LIBERTY, Mo. -- A man waiting outside his son's school shot the fourth-grader to death and wounded the boy's mother after a domestic dispute Thursday, police said.
Jaswinder Singh, 41, was charged Thursday night with first-degree murder, assault and two counts of armed criminal action, a Clay County dispatcher said. Singh was being held without bond.
He was arrested about an hour after the shooting in a liquor store in Kansas City, about 20 miles to the southwest.
The boy's mother underwent surgery and was expected to recover, police said Thursday night. Police declined to name the hospital.
The shootings happened around 12:30 p.m. when the woman was picking up the child from St. James Catholic School, which serves 322 students in kindergarten through eighth grade. The boy's sister also attended the school, but was not injured. Police said she witnessed the shooting. She was being cared for by Clay County juvenile authorities.
Liberty police Lt. Mark Misenhelter said the gunman was the child's father but it was unclear whether he was married to the woman, with whom he had argued in the parking lot. Investigators believe a handgun was used in the shooting, although no weapon had been recovered, Misenhelter said.
Kansas City police spokesman Tony Sanders said the suspect was arrested after police got a tip that the man had said he was trying to get out of town because he had just shot someone.

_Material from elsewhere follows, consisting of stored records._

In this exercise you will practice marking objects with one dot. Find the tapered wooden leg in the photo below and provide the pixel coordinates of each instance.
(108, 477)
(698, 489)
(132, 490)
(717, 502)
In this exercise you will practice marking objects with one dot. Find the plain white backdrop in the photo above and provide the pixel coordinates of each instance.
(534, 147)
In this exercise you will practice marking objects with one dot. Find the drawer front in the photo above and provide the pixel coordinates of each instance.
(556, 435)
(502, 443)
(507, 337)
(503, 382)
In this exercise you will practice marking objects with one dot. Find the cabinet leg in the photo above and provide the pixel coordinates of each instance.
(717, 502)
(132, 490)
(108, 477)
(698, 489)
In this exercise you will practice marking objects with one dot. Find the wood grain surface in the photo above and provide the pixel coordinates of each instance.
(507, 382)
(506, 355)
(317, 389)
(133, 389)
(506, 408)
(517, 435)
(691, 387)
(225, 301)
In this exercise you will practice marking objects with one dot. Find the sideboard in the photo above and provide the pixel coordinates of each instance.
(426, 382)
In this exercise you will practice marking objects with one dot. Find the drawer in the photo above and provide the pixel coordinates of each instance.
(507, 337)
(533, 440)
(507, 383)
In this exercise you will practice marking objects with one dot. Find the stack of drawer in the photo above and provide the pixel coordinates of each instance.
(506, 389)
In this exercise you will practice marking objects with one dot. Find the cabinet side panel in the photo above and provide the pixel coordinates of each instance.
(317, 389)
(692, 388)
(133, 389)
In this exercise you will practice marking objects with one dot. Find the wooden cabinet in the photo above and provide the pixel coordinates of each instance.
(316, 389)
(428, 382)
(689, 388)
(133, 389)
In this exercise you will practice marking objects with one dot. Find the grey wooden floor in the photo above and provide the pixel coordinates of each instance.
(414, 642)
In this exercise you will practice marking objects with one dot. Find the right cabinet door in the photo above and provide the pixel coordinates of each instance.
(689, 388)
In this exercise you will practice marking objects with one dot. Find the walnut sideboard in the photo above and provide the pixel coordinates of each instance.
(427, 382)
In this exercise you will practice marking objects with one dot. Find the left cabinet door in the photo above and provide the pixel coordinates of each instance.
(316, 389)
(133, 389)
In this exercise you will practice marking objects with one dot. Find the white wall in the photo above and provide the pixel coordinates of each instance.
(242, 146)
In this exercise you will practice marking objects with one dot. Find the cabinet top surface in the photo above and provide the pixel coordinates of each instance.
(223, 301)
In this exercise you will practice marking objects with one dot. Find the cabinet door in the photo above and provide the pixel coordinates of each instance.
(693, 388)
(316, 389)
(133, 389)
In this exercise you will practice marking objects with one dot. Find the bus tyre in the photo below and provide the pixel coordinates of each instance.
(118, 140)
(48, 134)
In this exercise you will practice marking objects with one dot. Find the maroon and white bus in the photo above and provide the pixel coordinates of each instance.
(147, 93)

The school is located near Interstate 35, and the suspect was arrested near an I-35 exit in Kansas City, police said.
Identities and ages of the victims were not immediately available. Police said the boy died at the scene.
Rebecca Summers, spokeswoman for the Roman Catholic Diocese of Kansas City-St. Joseph, said all students were accounted for and the building was locked down after the shooting. Other Liberty schools were also locked down.
Students from St. James were immediately sent to a nearby movie theater to be picked up by their parents, who emerged from the theater hand-in-hand with their children.
Ed Ludwig rushed to the theater to retrieve his 7-year-old granddaughter, a second-grader. He heard about the shooting on television.
"I just rushed up here as fast as I could," he said after walking out of the theater with his granddaughter. "I didn't even shut up the house."
Ed Hughes, who had children who graduated from St. James, said he rushed to the school after hearing about the shootings on TV. He directed parents outside the movie theater.
"We're a very close-knit, very loving community. So I just had to see how I could help," he said.